Coffee review

Coffee with probiotic taste sour and sweet to promote gastrointestinal peristalsis

Published: 2025-08-21 Author: World Gafei
Last Updated: 2025/08/21, Professional baristas please follow the coffee workshop (Wechat official account cafe_style) Hongguang teachers and students use coffee to make coffee salty pie, coffee meat paper, probiotic coffee. (photo by Chen Shu-E) Hongguang teachers and students have developed healthy probiotic coffee, which tastes sour and sweet. (photo by Chen Shue) many people like to have a cup of coffee every day. Hongguang University of Science and Technology catches the eating habits of modern people and adds probiotics.

For professional baristas, please follow the coffee workshop (Wechat official account cafe_style)

Hongguang teachers and students use coffee to make coffee salty pie, coffee meat paper, probiotic coffee. (photo by Chen Shue)

Hongguang teachers and students developed healthy probiotic coffee, which tastes sour and sweet. (photo by Chen Shue)

Many people like to have a cup of coffee every day. Hongguang University of Science and Technology catches the eating habits of modern people and adds probiotics to coffee, which can promote gastrointestinal peristalsis. Food students even take "coffee" as the theme to develop coffee meat paper, coffee salty pie, coffee powder circles, and so on. Published in the "eat in the big guy, coffee you are all" activity, share with the whole school teachers and students.

Cheng Ya-hui points out that through experiments and research and development, there will inevitably be bottlenecks or experimental results that are different from expectations, but after constant revision, the use of coffee has become diversified, and students also have a great sense of achievement.

Food students spent three months developing probiotic coffee. Wu Xiaofen said that Letteria B is a common bacteria in yogurt and one of the most common bacteria in the human intestinal tract, which can relieve gastritis and improve lactose intolerance.
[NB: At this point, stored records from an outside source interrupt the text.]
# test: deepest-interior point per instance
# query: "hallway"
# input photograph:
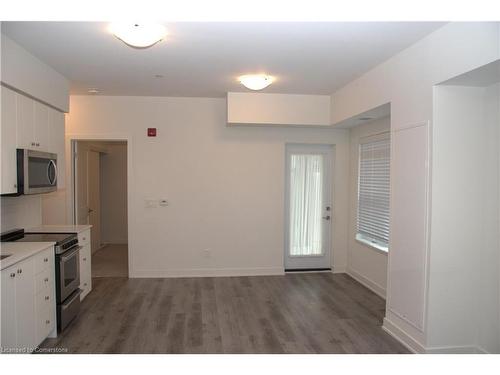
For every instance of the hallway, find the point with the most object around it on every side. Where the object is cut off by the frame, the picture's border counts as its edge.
(110, 261)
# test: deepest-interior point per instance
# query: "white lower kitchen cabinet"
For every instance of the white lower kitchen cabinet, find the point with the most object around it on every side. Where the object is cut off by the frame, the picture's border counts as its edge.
(85, 263)
(28, 302)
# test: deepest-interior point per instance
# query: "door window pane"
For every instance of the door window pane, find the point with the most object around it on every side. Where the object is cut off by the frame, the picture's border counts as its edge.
(306, 201)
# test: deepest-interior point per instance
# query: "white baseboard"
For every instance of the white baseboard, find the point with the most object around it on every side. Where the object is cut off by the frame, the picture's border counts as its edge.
(207, 272)
(373, 286)
(455, 350)
(413, 345)
(339, 269)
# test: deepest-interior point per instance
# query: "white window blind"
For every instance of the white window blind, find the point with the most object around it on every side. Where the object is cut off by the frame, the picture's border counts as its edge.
(373, 192)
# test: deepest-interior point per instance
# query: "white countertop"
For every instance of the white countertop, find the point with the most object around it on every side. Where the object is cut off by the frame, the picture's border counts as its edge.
(60, 228)
(20, 251)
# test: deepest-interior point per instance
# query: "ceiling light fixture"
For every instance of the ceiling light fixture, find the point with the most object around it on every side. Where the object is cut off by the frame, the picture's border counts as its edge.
(256, 81)
(138, 35)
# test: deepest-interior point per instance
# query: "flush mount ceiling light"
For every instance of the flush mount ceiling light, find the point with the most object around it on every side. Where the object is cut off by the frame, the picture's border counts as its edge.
(256, 81)
(138, 35)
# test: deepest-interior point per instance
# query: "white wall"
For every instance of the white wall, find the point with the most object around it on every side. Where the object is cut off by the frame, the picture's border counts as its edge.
(464, 285)
(20, 212)
(365, 263)
(406, 81)
(278, 109)
(225, 185)
(113, 169)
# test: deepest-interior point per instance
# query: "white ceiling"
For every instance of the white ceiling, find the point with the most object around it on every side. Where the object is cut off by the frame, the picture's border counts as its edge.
(204, 59)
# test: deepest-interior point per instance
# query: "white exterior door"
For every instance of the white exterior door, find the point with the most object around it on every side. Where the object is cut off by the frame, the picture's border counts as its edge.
(308, 207)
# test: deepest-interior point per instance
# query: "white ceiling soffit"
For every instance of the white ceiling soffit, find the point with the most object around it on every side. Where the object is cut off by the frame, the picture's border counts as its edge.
(363, 118)
(205, 59)
(486, 75)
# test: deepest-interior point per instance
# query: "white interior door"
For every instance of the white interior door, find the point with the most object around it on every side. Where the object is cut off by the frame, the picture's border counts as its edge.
(94, 197)
(87, 190)
(308, 207)
(80, 165)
Adding fructose oligosaccharides to allow probiotics to survive in coffee, the highest number of probiotics is up to 36 million CFG/ml and can be preserved for up to 7 days.
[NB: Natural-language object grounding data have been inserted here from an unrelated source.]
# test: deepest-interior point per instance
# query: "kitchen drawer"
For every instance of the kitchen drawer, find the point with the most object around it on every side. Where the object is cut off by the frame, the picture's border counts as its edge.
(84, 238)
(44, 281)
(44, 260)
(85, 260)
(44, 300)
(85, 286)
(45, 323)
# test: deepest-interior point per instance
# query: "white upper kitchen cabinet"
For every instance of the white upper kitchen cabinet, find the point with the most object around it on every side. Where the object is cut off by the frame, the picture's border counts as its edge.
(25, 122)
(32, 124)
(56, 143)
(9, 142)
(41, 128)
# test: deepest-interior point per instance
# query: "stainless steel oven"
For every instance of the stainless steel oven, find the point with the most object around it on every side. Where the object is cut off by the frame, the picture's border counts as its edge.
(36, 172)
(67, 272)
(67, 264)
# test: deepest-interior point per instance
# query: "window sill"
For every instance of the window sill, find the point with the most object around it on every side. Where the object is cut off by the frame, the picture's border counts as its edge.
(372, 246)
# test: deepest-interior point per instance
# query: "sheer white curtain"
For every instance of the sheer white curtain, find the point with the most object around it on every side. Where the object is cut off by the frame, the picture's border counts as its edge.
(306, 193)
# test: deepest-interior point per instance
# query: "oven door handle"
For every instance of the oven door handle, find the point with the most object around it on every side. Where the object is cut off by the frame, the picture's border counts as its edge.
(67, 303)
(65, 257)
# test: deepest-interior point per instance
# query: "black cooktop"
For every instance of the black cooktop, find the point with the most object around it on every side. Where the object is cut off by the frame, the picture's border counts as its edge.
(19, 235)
Lai Hsin-Liang points out that he hopes to convey the concept of good health and give coffee drinkers more choices. "probiotic coffee drinks slightly sour, but it won't take away the taste of the coffee, and it tastes very special!"

Students also use coffee to make all kinds of snacks, use coffee powder to add minced meat, put it into a baking pan to make "coffee meat paper"; knead the pie with iced coffee, then add colored peppers and cauliflower, and bake it into "coffee salty pie"; and even make coffee-flavored powder balls, so that coffee lovers have a new feeling when they taste it.